For most Californians, the year-2000 Proposition 34 was little more than a meaningless formality. But not to politicians or political party officials.
The 18-year-old initiative sets inflation-adjusted limits on what individuals and organizations can donate to candidates, ranging today from $4,400 for state legislative races to $29,200 for those running for governor. But there are no limits on giving to state and local political parties or how they can spend that money.
This gets little notice from most Californians, even those who examine the fine print on election-time mailers to see who is behind them.
But it surely means a lot to politicians and their parties. The power these rules give parties to launder money earmarked for particular candidates was behind the bitter and very close race last winter between Eric Bauman and Kimberly Ellis over who would be the next chairperson of the California Democratic Party.
But perhaps the most dramatic and clear-cut example of political parties’ power to launder cash and pass it along to intended recipients involved a locally well-known power couple during the spring primary campaign in San Diego County.
The couple: Democratic state Assemblywoman Lorena Gonzalez Fletcher and her husband Nathan Fletcher, a former Republican whip in the Assembly and a two-time loser in runs for mayor of San Diego.
Fletcher, who converted from Republican to Democrat in 2012 and 2013, with an intermediate stop as an independent, was one of five primary election candidates this spring for a seat on his county’s Board of Supervisors, getting large-scale financial support from the local Democratic Party and some from the county’s labor unions.
But nothing matches what he’s gotten from his wife. By the end of the primary season, Gonzalez Fletcher had transferred $355,000 of her Assembly campaign funds to the county’s Democratic party, far outstripping other San Diego politicians like state Senate President Toni Atkins ($16,000) and Democratic Assemblyman Todd Gloria ($9,000).
The reason was obvious. While Gonzalez Fletcher was giving the party enormous sums, the organization was passing much more to her husband – a total of $680,000, of which he got $188,000 in just one week. So there’s little doubt that Gonzalez Fletcher’s campaign funds were staying in the family.
The most obvious example of this happening came one day in May, when she gave $50,000 to the party and the very same day the organization spent the identical amount on behalf of her husband’s campaign.
There was nothing the least bit illegal about any of this. But it’s doubtful California has ever seen a more obvious example of a local party laundering money on behalf of a candidate and his chief donor. Of course, the party could not, did not, use the money to do anything but market its candidate to registered Democrats.
But that meant Fletcher himself did not have to send mailers or fund phone banking aimed at Democratic voters.
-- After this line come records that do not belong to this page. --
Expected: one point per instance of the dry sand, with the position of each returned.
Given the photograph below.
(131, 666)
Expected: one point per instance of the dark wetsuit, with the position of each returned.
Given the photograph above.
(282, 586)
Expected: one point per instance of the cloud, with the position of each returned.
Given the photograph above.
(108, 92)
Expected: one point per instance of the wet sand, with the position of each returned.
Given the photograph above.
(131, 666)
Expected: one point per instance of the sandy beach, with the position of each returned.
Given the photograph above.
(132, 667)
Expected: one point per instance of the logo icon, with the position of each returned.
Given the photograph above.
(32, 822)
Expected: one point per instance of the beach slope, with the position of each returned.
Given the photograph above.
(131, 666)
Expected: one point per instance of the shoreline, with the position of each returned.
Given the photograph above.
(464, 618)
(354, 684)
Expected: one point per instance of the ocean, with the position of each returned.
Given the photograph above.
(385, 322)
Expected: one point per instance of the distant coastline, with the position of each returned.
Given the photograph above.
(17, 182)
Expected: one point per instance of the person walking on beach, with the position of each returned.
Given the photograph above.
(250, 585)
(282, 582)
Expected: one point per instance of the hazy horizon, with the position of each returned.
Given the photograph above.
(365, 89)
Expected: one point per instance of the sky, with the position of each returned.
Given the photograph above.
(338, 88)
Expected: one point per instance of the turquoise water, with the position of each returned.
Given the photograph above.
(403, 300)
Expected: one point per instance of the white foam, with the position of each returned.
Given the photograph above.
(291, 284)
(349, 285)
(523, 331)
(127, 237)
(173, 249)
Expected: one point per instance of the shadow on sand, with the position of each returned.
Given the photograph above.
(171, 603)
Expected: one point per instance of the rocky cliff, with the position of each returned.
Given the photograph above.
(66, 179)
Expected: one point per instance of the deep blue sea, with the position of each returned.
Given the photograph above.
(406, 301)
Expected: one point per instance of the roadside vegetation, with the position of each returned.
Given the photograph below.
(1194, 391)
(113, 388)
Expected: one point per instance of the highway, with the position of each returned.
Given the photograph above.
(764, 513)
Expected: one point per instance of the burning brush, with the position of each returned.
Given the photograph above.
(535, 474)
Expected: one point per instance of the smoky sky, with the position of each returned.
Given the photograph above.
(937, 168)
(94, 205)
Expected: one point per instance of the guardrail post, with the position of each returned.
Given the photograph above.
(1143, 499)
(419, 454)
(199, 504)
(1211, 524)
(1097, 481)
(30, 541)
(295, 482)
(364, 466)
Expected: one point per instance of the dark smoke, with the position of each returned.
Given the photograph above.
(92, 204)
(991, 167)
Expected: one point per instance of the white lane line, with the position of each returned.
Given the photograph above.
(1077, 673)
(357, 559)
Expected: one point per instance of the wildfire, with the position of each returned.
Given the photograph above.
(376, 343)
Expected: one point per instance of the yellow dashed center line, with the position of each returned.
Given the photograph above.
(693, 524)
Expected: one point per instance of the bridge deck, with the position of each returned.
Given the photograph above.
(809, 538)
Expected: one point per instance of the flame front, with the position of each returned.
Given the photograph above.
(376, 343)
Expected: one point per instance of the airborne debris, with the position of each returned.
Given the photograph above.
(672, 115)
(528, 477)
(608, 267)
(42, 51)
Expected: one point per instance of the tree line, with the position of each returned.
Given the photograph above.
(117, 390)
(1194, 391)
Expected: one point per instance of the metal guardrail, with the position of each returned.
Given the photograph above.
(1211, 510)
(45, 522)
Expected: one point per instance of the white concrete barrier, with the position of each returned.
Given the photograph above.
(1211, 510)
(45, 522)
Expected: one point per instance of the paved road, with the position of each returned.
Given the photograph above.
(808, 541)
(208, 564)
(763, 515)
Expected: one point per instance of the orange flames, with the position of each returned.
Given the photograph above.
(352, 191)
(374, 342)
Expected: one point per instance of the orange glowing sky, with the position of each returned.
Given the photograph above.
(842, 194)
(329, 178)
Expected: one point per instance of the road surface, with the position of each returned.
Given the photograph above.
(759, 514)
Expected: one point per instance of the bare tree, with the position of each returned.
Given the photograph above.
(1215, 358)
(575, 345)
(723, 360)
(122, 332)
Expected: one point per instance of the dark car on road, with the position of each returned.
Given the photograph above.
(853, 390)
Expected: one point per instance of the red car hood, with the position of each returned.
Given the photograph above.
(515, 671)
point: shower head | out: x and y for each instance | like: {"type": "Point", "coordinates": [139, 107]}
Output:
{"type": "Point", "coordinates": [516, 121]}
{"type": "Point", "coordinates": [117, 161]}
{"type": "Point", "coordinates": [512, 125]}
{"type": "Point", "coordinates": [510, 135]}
Instead, he could concentrate on outreach to voters with no party preference or even to Republicans.
One thing wrong with all this is that voters have no direct way to track where the money actually comes from. Sure, they know Gonzalez Fletcher and her husband are close allies. But they don’t know just whose money that was previously given to the Gonzalez Fletcher campaign account went to Fletcher. So no one can really be sure who he’s beholden to if and when he takes a seat on the county board. Which makes it difficult to track his motives in votes on development and other key issues.
That’s the trouble with the entire current state campaign funding system. And it seems legislators want to keep the current opaque system in place indefinitely. About a year ago, they killed a bill making gifts to political parties subject to the same limits imposed on donations to candidates.
Today’s disgraceful and easily exploited system is a major legacy of former Democratic Gov. Gray Davis, recalled in 2003 partly because of his own questionable fund-raising practices. If it remains in place, it will be because of ignorance or indifference by California voters, who could employ a ballot initiative to change the system anytime they like.